W sumie. nie mnie oceniać - sam Wiesz jak było naprawdę.
Ja w takich sytuacjach zakładam, że ten przed mną/za mną może być
psychopatą i staram się go nie prowokować...
Minuta, dwie mnie nie zbawi.
TG
-
17. Data: 2017-01-21 15:16:37
Temat: Re: Kolizja - podpisanie oświadczenia, ale jednak nie moja wina
Od: cef <c...@i...pl>
W dniu 2017-01-21 o 15:07, Tomasz Gorbaczuk pisze:
> W dniu .01.2017 o 14:32 Adam Wysocki <g...@s...invalid> pisze:
>
>> Sytuacja nie jest taka jasna.
> Ok. Jasne.
> W sumie. nie mnie oceniać - sam Wiesz jak było naprawdę.
> Ja w takich sytuacjach zakładam, że ten przed mną/za mną może być
> psychopatą i staram się go nie prowokować...
> Minuta, dwie mnie nie zbawi.
A przy podejściu "godzina, dwie mnie nie zbawi"
to jeździ już zupełnie bezstresowo. Polecam wszystkim.
-
18. Data: 2017-01-21 15:51:54
Temat: Re: Kolizja - podpisanie oświadczenia, ale jednak nie moja wina
Od: spider <"spajder78[wytnij]"@wp.pl>
W dniu 2017-01-21 o 14:32, Adam Wysocki pisze:
> Sytuacja nie jest taka jasna. Wyjechałem z Konstruktorskiej, gdzie jest
> skręt w Wołoską tylko w prawo, a musiałem jechać w lewo, więc próbowałem
> się przebić na lewy pas - nie dawało się
Mimo wszystko sporo tam miejsca od Konstruktorskiej by się przebić do
skrętu. Wiadomo różnie bywa, ale z moich obserwacji jest chyba coraz
lepiej z kultura wpuszczania na pas w Warszawie (no może poza kobietami ;)

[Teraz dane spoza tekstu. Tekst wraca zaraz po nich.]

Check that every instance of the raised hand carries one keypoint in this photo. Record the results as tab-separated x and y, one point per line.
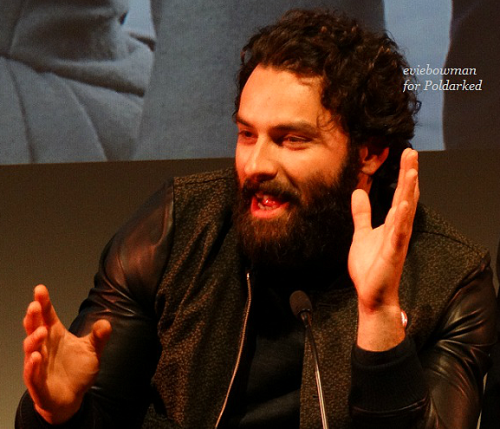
377	256
58	366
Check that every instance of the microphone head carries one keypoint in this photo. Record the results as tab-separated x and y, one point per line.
300	302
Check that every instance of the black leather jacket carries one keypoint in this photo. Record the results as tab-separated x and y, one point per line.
163	331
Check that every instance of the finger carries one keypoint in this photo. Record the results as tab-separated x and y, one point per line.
101	331
401	232
409	161
34	342
33	317
401	174
361	211
31	375
49	314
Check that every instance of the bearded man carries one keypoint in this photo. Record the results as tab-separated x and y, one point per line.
193	293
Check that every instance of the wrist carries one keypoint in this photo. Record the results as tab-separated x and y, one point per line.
380	329
61	415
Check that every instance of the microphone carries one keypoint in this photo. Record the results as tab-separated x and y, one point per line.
302	309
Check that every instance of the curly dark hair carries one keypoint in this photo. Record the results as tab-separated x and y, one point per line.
361	73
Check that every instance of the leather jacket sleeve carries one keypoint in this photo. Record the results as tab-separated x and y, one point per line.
440	385
130	271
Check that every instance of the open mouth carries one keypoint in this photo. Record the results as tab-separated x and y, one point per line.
266	206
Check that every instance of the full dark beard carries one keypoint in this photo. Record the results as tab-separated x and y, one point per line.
316	231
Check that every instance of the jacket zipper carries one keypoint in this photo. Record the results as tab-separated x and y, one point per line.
240	350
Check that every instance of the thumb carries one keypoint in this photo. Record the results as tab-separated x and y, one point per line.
101	331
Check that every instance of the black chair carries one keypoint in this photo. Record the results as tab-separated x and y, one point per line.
490	418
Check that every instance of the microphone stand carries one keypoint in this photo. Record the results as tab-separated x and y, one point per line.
306	319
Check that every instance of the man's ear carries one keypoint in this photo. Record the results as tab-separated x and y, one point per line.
371	157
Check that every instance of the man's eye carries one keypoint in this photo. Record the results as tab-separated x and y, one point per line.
245	134
294	140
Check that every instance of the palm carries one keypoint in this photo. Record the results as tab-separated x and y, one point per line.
377	255
68	366
59	367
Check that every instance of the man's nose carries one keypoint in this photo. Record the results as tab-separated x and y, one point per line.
262	162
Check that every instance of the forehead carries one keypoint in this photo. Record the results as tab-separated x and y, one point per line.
277	94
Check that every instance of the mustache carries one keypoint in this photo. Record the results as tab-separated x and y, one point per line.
274	188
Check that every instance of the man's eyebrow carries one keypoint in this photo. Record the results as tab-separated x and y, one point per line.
295	126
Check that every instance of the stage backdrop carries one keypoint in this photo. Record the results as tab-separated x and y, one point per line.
90	81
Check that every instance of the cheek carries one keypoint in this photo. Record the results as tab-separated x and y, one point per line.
240	160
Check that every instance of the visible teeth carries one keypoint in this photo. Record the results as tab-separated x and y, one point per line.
266	202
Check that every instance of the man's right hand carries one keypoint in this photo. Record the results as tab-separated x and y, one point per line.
58	366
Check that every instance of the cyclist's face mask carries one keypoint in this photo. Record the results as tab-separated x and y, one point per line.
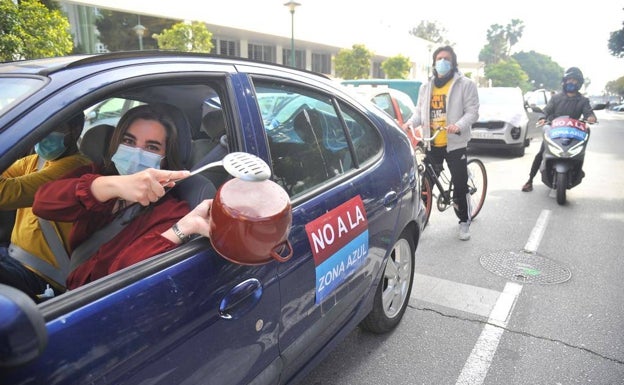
52	146
571	85
129	160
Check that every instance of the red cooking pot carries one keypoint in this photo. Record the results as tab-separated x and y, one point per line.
250	222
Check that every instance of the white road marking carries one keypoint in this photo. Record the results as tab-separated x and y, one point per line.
454	295
497	306
476	367
538	232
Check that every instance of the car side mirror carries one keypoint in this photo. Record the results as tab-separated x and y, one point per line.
23	333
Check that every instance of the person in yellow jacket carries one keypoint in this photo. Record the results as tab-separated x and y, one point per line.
36	258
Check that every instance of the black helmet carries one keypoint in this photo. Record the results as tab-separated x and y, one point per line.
573	73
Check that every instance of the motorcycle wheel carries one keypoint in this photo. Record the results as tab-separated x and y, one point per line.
562	186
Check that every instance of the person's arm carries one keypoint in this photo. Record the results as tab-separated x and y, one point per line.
470	100
144	187
20	182
588	111
195	222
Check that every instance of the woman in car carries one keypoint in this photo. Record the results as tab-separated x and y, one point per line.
141	163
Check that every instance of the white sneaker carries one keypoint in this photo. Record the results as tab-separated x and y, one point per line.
464	231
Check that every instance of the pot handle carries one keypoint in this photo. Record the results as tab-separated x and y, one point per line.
278	257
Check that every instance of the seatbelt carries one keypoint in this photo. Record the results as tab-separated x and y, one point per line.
103	235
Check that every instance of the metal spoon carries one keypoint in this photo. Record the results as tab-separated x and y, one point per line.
240	165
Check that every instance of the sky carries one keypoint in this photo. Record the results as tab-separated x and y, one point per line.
571	34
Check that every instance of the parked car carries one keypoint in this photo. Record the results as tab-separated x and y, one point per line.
190	315
617	108
503	120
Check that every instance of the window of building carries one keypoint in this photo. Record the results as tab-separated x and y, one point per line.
225	47
261	52
321	62
299	58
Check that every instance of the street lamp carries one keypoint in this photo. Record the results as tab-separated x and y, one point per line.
291	7
140	31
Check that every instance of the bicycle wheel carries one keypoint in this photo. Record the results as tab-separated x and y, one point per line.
426	194
477	186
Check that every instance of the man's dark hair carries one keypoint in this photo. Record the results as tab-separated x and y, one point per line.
450	50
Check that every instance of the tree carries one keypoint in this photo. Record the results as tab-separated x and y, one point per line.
541	69
193	37
29	30
507	74
432	31
353	63
396	67
117	33
500	41
616	43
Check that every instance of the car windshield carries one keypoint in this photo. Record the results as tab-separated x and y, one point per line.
14	89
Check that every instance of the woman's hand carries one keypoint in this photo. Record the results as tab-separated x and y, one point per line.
195	222
144	187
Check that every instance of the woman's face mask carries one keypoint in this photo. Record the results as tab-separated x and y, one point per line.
52	146
443	66
129	160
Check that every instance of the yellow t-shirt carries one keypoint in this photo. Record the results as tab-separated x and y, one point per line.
18	185
438	113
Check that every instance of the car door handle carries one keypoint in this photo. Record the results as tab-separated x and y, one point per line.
240	299
390	199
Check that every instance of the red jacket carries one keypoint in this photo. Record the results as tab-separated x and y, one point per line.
70	200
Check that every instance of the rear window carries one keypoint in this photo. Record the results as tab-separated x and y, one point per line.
14	89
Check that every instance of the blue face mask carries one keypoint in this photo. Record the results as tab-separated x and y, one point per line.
52	146
443	66
570	87
129	160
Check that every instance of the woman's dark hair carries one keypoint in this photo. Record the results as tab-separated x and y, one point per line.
450	50
147	112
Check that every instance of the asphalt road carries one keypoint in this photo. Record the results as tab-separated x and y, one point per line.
535	297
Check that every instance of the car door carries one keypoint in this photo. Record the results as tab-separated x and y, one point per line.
187	316
344	195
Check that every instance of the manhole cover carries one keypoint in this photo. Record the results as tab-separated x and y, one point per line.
522	266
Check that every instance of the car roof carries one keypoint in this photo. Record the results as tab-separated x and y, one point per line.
47	66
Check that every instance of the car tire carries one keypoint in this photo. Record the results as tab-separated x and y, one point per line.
394	288
519	151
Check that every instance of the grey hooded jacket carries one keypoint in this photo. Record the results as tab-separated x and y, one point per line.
462	109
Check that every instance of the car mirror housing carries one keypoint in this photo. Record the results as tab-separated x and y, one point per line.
23	333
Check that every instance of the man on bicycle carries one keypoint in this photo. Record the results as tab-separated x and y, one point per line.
449	100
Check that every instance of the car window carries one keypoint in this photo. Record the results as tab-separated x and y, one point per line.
309	143
384	102
108	111
405	105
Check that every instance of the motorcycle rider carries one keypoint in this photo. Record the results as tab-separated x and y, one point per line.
569	102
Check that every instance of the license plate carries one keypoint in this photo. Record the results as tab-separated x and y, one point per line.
481	135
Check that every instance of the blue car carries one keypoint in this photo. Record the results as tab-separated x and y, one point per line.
190	315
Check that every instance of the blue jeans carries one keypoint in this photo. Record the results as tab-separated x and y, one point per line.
14	274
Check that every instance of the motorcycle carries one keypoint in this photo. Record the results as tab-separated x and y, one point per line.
564	152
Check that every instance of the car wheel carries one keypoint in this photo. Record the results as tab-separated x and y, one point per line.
394	288
519	151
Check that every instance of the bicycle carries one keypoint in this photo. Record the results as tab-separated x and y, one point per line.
477	183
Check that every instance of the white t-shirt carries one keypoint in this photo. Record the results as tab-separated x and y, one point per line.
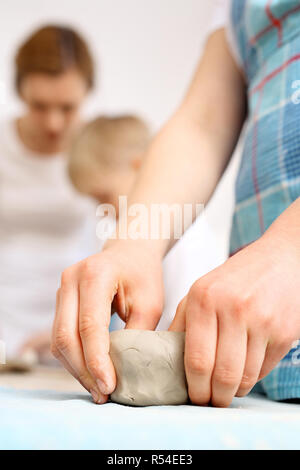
45	226
221	19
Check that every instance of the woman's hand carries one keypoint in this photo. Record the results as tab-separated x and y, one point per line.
241	319
40	344
126	277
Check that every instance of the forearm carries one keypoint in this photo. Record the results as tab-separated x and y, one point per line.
187	158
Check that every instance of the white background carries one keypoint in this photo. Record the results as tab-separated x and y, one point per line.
146	53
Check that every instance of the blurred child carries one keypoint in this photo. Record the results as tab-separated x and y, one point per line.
106	156
104	162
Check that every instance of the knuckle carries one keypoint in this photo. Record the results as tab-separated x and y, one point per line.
66	277
242	305
88	270
247	383
221	402
86	326
198	399
93	365
203	294
225	377
62	339
54	351
197	364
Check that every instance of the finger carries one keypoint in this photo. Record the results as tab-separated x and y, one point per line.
97	396
274	354
145	314
66	340
94	318
256	350
178	323
200	348
230	360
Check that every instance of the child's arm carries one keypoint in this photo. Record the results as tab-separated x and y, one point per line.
183	165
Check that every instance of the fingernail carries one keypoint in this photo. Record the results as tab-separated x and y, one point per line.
97	397
102	387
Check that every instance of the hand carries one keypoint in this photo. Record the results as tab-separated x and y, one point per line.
125	276
39	343
240	320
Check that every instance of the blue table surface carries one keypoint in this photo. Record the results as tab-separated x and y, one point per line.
55	420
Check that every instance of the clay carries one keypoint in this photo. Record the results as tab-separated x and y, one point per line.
149	367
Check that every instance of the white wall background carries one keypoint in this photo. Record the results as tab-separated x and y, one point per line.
146	52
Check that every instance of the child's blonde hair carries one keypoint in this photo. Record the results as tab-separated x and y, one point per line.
107	142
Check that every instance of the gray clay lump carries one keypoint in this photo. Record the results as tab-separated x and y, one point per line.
149	367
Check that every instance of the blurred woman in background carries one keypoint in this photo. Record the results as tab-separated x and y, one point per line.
44	223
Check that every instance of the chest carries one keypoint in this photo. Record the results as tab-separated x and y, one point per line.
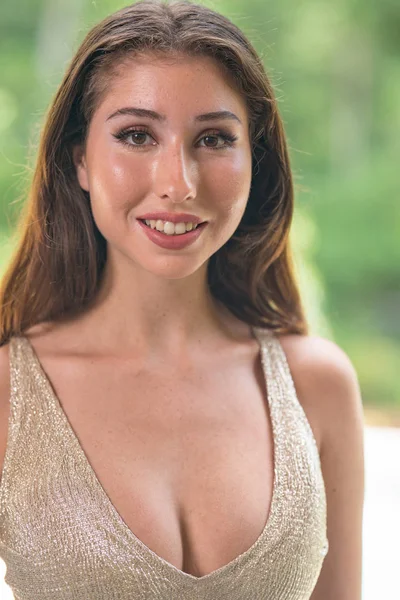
185	457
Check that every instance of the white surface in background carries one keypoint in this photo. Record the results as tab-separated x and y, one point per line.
381	528
381	531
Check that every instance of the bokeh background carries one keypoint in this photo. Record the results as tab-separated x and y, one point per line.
335	67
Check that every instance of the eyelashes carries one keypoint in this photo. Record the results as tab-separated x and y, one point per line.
123	136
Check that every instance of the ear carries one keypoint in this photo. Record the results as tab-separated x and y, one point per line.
78	156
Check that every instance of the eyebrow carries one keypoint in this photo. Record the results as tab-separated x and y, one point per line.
151	114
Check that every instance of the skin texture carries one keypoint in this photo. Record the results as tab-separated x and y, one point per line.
176	169
155	324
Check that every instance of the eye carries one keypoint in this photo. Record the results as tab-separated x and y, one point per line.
136	133
138	136
227	138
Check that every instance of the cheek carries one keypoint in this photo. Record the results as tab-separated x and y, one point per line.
232	182
116	186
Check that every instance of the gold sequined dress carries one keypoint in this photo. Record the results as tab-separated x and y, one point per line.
62	539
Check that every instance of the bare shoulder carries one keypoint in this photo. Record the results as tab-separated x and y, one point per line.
4	399
327	386
326	383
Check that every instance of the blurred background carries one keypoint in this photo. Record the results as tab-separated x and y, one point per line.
335	68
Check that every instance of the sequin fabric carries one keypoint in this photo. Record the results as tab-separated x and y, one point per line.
62	539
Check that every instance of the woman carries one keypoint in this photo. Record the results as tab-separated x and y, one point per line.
161	401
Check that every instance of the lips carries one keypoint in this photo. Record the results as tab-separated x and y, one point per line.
171	217
172	242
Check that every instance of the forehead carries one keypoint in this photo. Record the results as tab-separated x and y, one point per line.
174	85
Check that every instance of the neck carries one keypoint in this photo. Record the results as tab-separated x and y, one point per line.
145	313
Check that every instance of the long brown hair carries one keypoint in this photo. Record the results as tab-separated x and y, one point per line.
60	256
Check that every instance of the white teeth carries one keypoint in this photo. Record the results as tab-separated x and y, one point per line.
170	228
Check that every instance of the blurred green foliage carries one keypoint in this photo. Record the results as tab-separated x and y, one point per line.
335	68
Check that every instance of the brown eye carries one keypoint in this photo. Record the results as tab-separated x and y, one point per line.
211	137
134	137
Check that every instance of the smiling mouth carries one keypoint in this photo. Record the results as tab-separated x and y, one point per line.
171	229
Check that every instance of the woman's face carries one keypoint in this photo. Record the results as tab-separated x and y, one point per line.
157	149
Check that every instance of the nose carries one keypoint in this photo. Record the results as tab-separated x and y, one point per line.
175	175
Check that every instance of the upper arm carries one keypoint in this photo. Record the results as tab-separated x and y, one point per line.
327	386
4	400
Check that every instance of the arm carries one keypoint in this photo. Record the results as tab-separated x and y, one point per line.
342	461
328	389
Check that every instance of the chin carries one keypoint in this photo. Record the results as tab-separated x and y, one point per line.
174	268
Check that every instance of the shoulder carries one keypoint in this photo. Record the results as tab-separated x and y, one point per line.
326	384
327	387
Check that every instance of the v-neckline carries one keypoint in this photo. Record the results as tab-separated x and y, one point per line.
265	357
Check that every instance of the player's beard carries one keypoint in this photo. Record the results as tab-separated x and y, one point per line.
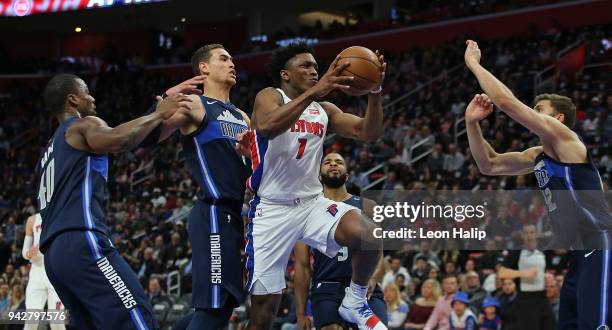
334	181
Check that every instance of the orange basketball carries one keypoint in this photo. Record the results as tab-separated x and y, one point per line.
364	67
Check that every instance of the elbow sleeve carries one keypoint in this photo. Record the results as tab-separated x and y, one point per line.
27	244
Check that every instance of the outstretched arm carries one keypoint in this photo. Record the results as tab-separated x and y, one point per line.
490	162
271	117
546	127
186	120
368	128
94	135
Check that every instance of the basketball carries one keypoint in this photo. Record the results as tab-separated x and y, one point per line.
364	66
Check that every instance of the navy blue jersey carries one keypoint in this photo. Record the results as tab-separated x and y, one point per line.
339	268
210	152
576	203
72	190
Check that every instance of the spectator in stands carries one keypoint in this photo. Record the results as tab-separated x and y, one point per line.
471	180
4	142
420	269
527	268
439	318
395	268
435	162
5	299
158	199
5	251
425	251
501	229
489	258
410	140
433	273
400	279
508	310
424	305
148	265
159	250
397	309
472	289
462	317
154	290
490	319
552	294
450	268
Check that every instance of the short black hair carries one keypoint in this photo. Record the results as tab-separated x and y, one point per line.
561	104
282	56
203	54
58	89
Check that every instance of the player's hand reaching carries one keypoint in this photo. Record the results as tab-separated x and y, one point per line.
332	79
189	86
383	67
243	145
33	252
168	106
371	286
472	53
478	109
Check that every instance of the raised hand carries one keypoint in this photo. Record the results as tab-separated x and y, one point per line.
383	66
168	106
332	79
479	108
472	52
189	86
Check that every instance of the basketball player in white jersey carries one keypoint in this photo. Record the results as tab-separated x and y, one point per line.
39	290
288	204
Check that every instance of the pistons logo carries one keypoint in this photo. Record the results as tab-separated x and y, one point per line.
332	209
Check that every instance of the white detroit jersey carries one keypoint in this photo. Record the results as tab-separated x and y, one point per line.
39	290
286	167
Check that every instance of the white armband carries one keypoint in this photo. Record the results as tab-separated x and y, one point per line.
27	244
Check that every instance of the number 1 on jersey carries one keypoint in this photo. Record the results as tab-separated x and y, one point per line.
302	143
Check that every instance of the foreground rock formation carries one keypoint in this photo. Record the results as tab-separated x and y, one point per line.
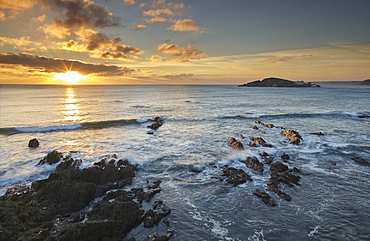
79	204
277	82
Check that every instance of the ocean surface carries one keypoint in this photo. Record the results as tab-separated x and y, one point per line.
92	122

Prawie codziennie przebijam się tutaj z prawego skrajnego na lewy skrajny:
https://www.google.pl/maps/@52.2327006,21.1262067,3a
,75y,32.35h,86.16t/data=!3m6!1e1!3m4!1srgXctoI4sULIO
_7lliQqBA!2e0!7i13312!8i6656
i jakoś się daje, chociaż są popołudnia że jest tu wszystko tak
zabetonowane że ciężko kogoś "namówić" na wpuszczenie, bo wszystko
dosłownie stoi w miejscu przez korek w stronę Marsa.
Oczywiście co chwilę ktoś jedzie prosto w stronę Rembertowa z pasa do
skrętu w Grochowską. Jakby tu postawić policjanta to by nie nadążył z
wypisywaniem mandatów, takie by były żniwa.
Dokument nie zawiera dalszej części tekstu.